Sustainability must be fine-tuned to localities, in fact, because areas will have different needs. In fairness to right-wingers who complain that “liberals” always think in terms of how things are in “liberal cities” (San Francisco, Portland, New York, etc.), I’ll even grant that some of these suggestions, when considered for the entire country, do appear that way, since they work so poorly outside of such areas. But this cuts both ways. For instance, I will argue down anyone who is against any emissions testing at all in large cities. I have been in East Coast cities where, even leaving aside carbon dioxide emissions, particle matter and ozone can create truly oppressive—and hazardous—health conditions. I have felt my chest constricting on “code orange” ozone days. I’ve coughed up blood on high particle matter days. If your own experience is limited to medium-sized towns and suburban communities where this does not happen, then you too should remember that other types of environments have different needs, and your community’s situation shouldn’t be the blueprint for policies everywhere any more than the communities that your political adversaries often live in.
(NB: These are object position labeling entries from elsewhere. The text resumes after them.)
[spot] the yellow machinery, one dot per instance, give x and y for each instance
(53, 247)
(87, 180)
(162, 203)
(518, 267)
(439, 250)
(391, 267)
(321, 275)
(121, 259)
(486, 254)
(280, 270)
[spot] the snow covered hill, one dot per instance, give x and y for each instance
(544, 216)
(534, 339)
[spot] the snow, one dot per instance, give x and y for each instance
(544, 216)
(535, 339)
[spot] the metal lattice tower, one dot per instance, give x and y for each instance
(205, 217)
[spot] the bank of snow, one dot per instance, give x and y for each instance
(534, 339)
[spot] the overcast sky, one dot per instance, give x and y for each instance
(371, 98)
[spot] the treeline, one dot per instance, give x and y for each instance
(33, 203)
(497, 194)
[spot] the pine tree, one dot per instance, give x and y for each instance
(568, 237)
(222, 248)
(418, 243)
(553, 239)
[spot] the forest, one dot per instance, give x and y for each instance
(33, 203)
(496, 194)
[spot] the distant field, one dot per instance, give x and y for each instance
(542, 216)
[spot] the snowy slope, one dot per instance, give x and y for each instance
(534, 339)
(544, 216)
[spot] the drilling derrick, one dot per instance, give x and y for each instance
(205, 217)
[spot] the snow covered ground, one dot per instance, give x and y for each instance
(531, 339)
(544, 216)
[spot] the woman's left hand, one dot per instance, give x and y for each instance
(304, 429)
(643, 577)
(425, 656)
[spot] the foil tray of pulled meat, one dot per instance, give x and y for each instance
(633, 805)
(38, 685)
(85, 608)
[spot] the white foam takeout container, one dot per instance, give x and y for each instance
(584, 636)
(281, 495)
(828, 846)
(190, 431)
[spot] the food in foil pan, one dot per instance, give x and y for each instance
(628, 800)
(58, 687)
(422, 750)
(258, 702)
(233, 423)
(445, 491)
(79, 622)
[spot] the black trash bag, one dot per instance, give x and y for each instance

I know that it may be difficult for people accustomed to thinking in terms of “us versus them” politics to consider that “mixing it up” is even possible, but it is. It is possible to accept climate change science without supporting the entire hard-left policy package… or even any of it. It is possible to think that some things should be done without believing that they should all be done exactly the same way everywhere. From my own admittedly biased perspective, I think it’s not just possible, but preferable to think that. This us-versus-them, with-us-or-against-us, no-gray-area form of politicking benefits nobody, not even those who do it, except in the very cynical way of perpetuating their own existence by always having an “enemy” with whom common cause is impossible. It certainly doesn’t achieve anything concrete for the issues themselves.